The exact reasoning for a member of Vatic being unable to attend the event will remain confidential and a matter for internal resolution, however, the team’s next decision is one that deserves praise and recognition from esports as a whole; Gaidamaka and his team of Rev0h, Jben, Hero, sYnCeR and athn decided to donate their Epic LAN tickets.

Explaining how the team reached their decision, Serge says “We first asked if there are any possible options or resources that we could exhaust in order for [the player] to make the trip. Once it was confirmed that nothing could be done, we started brainstorming as a team the best course of action. Ultimately, we landed on donating the LAN tickets so as to not hurt the prize pool and provide a team that otherwise would not have been able to attend, the opportunity to do so.”

Given the value of what’s on offer, the responsibility of sourcing a suitable recipient is difficult. Serge was clear that he had no intention of signing a European team on a short-term contract purely to utilise the tickets, stating that it’s not something he’d feel comfortable with, especially with such strong loyalties to his pre-existing Battalion roster. Instead, he entrusted the job of identifying a team to Aaron Baker, Bulkhead’s community manager.

“It would be great to have a representing Vatic team in EU someday, but I'm not comfortable with signing players on such short notice, especially since it would have likely been a newly created team and we try our best to make investments into players and teams that either have a proven track record or are able to show intention to stay together for the long run. This is why I asked [Aaron Baker] to make the decision as to who will get the tickets so we can remain un-affiliated.”

...we landed on donating the LAN tickets so as to not hurt the prize pool and provide a team that otherwise would not have been able to attend, the opportunity to do so.

There is likely to already be a handful of shortlisted teams.
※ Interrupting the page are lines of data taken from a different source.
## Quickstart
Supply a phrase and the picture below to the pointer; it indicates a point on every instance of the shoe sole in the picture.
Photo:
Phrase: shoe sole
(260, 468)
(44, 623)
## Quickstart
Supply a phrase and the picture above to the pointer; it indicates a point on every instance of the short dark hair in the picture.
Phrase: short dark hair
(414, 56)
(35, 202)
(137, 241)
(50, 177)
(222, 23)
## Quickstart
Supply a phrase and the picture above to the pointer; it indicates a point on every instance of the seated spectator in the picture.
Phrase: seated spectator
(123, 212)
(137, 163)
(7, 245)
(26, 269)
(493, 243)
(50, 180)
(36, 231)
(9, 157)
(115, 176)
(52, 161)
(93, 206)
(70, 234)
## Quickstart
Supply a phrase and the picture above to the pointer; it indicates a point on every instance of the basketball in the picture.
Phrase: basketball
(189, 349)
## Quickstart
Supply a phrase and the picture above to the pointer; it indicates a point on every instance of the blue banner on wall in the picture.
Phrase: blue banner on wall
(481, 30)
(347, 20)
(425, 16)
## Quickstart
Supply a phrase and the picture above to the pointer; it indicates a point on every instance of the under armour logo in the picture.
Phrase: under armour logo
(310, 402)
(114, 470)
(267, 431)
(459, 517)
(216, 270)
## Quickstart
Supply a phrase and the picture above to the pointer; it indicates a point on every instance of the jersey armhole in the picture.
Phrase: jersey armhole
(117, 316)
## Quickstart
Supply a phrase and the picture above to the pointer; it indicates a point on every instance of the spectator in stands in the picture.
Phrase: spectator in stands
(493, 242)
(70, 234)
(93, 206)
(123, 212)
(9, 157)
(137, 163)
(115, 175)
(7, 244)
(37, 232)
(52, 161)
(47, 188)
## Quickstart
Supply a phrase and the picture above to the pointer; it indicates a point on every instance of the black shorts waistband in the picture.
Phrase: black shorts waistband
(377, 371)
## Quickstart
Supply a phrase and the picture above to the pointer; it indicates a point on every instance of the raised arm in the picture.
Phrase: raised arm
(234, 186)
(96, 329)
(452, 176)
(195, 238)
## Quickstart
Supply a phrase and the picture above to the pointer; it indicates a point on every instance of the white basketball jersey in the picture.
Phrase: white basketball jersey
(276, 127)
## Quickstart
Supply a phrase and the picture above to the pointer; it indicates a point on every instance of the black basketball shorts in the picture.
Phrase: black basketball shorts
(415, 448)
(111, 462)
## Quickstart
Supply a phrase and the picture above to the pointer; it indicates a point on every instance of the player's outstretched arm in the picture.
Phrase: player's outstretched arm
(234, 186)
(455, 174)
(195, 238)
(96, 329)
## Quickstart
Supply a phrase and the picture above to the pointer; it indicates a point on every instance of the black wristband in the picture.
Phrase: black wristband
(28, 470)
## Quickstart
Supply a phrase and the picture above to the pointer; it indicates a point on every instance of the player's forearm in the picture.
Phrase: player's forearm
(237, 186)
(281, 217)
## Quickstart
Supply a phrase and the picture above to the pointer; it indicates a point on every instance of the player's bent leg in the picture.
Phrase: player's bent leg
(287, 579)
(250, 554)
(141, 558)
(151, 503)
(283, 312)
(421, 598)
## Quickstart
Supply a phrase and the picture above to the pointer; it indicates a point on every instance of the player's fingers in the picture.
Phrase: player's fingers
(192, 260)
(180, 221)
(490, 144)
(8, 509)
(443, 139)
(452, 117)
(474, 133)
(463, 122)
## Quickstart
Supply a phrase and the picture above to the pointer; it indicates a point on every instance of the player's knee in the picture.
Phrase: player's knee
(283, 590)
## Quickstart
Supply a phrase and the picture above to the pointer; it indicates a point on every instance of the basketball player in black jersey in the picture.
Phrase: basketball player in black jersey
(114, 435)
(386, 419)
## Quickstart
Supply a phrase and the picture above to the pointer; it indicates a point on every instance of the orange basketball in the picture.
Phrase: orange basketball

There are plenty of free agents and un-supported rosters who would dive on free tickets and a shot at the prize money, but, just like Serge and his team, Aaron’s focus will (and rightly should) be on the development of a worthy side short of resources rather than short-sighted splurges. Vatic, as a brand, share this mentality when it comes to building their own identity.

“We are still missing much of the core fundamentals that should be present with any start-up business or esports organization” describes Gaidamaka. “Depending on how successful we are with the first round of funding will determine our next steps. In 6 months’, time I want us to be in a gaming house with salaried positions. In 12 months, I want us to surpass a Twitter following of 50K. By the 18 months mark I hope that when people are thinking about the development and success of esports on the east coast, Vatic Esports comes to mind.”

For any esports venture to be successful, there is an element of luck and Vatic will need their own to leave an impression on the business world of gaming. To some, the series of events which have left the organization having to donate their Epic LAN tickets will be coined ‘unlucky’, but – actually – it’s good fortune, at least for the Battalion community as a whole. Serge and his players have demonstrated the reason why this collection of passionate competitive gamers remain so tight-knit: a common interest in seeing the type of game Battalion is succeeding. It’s not Counter-Strike, it’s not Fortnite nor is it Quake or modern-era Call of Duty. It’s ours and we love it.

Adding some final words to a quick chat-cum-interview, Serge praised Bulkhead’s community manager, the man with a decision to make. “Huge shout out to Baker; I really admire him for his resilience in the scene and would like to highlight that he has offered to waive our players' entry fees to the next LAN that we choose to attend.”